Marcus D
Marcus D

Reputation: 57

How to best join 10 plus tables on the same main table

I need to join many tables on one main table, from which I need all the rows.

Should I do left join for all of them in the same query or should I use temp tables, physical intermediary tables or window functions?

Currently the query will take very long time to complete for some 85K rows with indexes (the ones the query engine suggested) and optimized field data types.

I choose to pursue temp tables. By using five of them I was able to drastically decrease query times by distributing the queries among the temp tables. Also I added a temp table to put in all the subqueries, drastically reducing query times on each subquery.

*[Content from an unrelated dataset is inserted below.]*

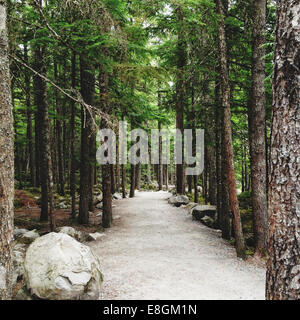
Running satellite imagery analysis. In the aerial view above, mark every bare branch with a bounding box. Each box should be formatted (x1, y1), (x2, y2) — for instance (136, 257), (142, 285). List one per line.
(10, 54), (116, 130)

Here is the original query:

CREATE VIEW [dwh].[Facts Tickets LVL 2 V]
AS
SELECT
/* Level 1 fields */
T.[Ticket ID]
,T.[Brand ID]
,T.[Category ID]
,T.[Channel ID]
,T.[Custom field ID]
,T.[Brand Name]
,T.[Company Group Name]
,T.[Ticket creator User ID]
,T.[Created (datetime)]
,T.[Ticket URL]
,T.[Shared URL]
,T.[Ticket type]
,T.[Status group]
,T.[Importance]
,T.[Allow channelback]
,T.[Has incidents]
,T.[Is Hidden]
,T.[Has draft-reply]
,T.[Has staff answer]
,T.[Is Assigned]
,T.[Is Assigned to bot]
,T.[Is Deleted]
,T.[Is Expired]
,T.[Is Locked]
,T.[Is Spam]
,T.[Has Attachments]
,T.[Has Satisfaction entry]
,T.[Ticket age (days)]
,T.[Ticket age (group)]
,T.[Replies (count)]
,T.[Comments (count)]
,T.[Rows (count)]
,T.[Datasync ID]
,T.[DWH Processing (datetime)]
,T.[DWH Status]

/* Level 2 fields */

,RAC.[Replies by Agent (count)] -- +2 sec
,RATC.[Replies by Ticket Creator (count)] -- +2 sec
,FCR.[First Customer-reply (datetime)] -- +2 sec
,LCR.[Last Customer-reply (datetime)] -- +1 sec
,LCR.[Due (datetime)] -- +0 sec
,FAR.[First Agent-reply (datetime)] -- +1 sec
,LAR.[Agent User ID] -- ++++
,LAR.[Last Agent-reply (datetime)] -- ++++
,LAR.[Updated (datetime)] -- ++++
,TS.[Satisfaction, scored] -- ++++
,TCWT.[Ticket creator wait time (minutes)]
,AWT.[Agent wait time (minutes)]
,ARS.[Agent total wait time (minutes)]
,ARS.[Ticket creator total wait time (minutes)]
FROM [dwh].[Facts Tickets LVL 1 T] AS T --85K in 3 sec

/* ################## Ticket satisfaction queries ################## */
/*  */
LEFT JOIN ( SELECT [Ticket ID], [Satisfaction, scored] -- 317 0 sec, 317 1      sec
        FROM [dwh].[Facts Ticket Satisfactions LVL 1 V]
        WHERE [Ticket Satisfaction ID] IN (
            SELECT MAX([Ticket Satisfaction ID])
            FROM [dwh].[Facts Ticket Satisfactions LVL 1 V]
            GROUP BY [Ticket ID] ) ) as TS
        ON T.[Ticket ID] = TS.[Ticket ID]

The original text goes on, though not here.